Being brought up in a traditional Chinese family and having gone to two Chinese schools for a total of 6 years, I find it very surprising that I enjoy going to Little India and Kampong Glam more than I enjoy going to Chinatown, I find it very surprising that I absolutely love Bollywood, I find it very surprising that I want to embrace Islam. Sometimes, I look back at my life and still feel very amused at how much has changed over the span of 3 years. To be very honest, I love the way I am now because it has made me extra sensitive to the little joys and the subtle discrimination that the minority ethnicities face in Singapore. I personally believe it is very important to be open and embracing of the many differences present in our human race. We may not need to accept the differences wholely but we definitely need to respect them.
Back to how I feel like I am forced to be a “Chinese”. My friends would taunt me (jokingly) for not eating pork. I will just smile and dismiss it. The real issue comes when my parents tell me to act like a “Chinese”. What does that even mean? Well, to them, it means having a “Chinese” religion, finding someone who is a “Chinese”, upholding “Chinese” values and continuing the “Chinese” bloodline. I am really puzzled. I thought values while not necessarily being universal, they are common to a certain extent. I never knew values were an exclusive thing. Also, I thought blood was divided into different blood types, since when was blood categorised based on “race”/ethnicity? What exactly is a “Chinese” religion? Well, in highly-racialised Singapore where even religion is a victim of our CMIO (Chinese, Malay, Indian, Others) race policy, a “Chinese” religion usually refers to Buddhism or Taoism, Islam is reserved for the Malays and our Indian Muslim friends while Hinduism is reserved for Indians. It is 2018 and it is time we move past that.
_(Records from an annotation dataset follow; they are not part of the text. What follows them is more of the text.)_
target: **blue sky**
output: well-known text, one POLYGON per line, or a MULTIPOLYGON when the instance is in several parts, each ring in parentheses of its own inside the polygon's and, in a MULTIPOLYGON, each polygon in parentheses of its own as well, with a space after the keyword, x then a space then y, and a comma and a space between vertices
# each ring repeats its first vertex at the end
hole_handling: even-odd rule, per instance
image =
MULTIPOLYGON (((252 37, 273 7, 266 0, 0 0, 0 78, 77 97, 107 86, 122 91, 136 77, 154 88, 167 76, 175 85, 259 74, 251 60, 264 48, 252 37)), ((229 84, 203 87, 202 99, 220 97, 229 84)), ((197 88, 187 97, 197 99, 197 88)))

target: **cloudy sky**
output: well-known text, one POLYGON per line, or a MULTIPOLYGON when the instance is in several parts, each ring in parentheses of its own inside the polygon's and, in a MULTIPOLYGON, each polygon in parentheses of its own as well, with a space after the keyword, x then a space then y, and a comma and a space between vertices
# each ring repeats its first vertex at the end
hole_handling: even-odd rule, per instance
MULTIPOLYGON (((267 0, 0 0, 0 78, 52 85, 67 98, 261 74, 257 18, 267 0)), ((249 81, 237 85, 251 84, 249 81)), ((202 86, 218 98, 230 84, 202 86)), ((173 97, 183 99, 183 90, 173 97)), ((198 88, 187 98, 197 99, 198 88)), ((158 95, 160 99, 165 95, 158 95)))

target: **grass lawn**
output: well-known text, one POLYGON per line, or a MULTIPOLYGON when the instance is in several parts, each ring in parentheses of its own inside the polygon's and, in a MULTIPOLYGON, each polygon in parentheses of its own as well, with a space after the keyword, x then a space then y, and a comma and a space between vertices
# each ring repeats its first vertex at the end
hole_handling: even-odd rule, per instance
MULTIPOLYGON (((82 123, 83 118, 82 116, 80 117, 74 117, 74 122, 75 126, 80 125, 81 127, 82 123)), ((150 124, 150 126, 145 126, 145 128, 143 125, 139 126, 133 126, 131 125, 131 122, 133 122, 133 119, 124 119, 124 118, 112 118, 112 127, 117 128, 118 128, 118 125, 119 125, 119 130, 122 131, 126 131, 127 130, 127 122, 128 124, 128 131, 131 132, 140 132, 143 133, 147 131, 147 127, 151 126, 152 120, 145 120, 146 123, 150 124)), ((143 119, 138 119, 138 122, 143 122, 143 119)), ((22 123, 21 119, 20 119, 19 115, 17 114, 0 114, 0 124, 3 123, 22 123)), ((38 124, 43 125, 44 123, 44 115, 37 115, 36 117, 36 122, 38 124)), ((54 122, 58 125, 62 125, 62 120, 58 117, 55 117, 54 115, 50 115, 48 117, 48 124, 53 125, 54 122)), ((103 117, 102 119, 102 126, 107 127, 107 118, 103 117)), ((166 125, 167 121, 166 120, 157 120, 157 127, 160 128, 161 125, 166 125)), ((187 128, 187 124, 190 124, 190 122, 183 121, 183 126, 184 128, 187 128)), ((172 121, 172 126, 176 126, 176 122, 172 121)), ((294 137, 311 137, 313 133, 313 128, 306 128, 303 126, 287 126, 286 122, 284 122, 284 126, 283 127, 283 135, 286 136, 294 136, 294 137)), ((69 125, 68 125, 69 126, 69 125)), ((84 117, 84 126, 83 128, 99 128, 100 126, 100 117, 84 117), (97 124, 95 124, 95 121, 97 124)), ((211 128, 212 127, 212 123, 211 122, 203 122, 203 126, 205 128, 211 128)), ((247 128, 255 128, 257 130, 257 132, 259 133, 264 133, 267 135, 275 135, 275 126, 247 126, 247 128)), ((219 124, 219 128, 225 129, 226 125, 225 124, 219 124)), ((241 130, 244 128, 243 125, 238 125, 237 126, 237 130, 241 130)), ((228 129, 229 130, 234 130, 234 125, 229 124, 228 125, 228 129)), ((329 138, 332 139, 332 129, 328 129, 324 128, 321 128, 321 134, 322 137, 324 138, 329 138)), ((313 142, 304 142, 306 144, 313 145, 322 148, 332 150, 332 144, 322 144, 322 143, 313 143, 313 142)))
In conclusion, I feel coerced to be a “Chinese” because I am expected by family and society to think and act like a “Chinese”. When will I be embraced for who I am on the inside, rather than my skin colour? I hope the questions raised in this submission will help readers start questioning “race” and its value. When will we be able to see one another as a human being, and not as that person’s “race”?
P.S. “Race” is in open-close inverted commas because I want to highlight that it is arbitrary in nature.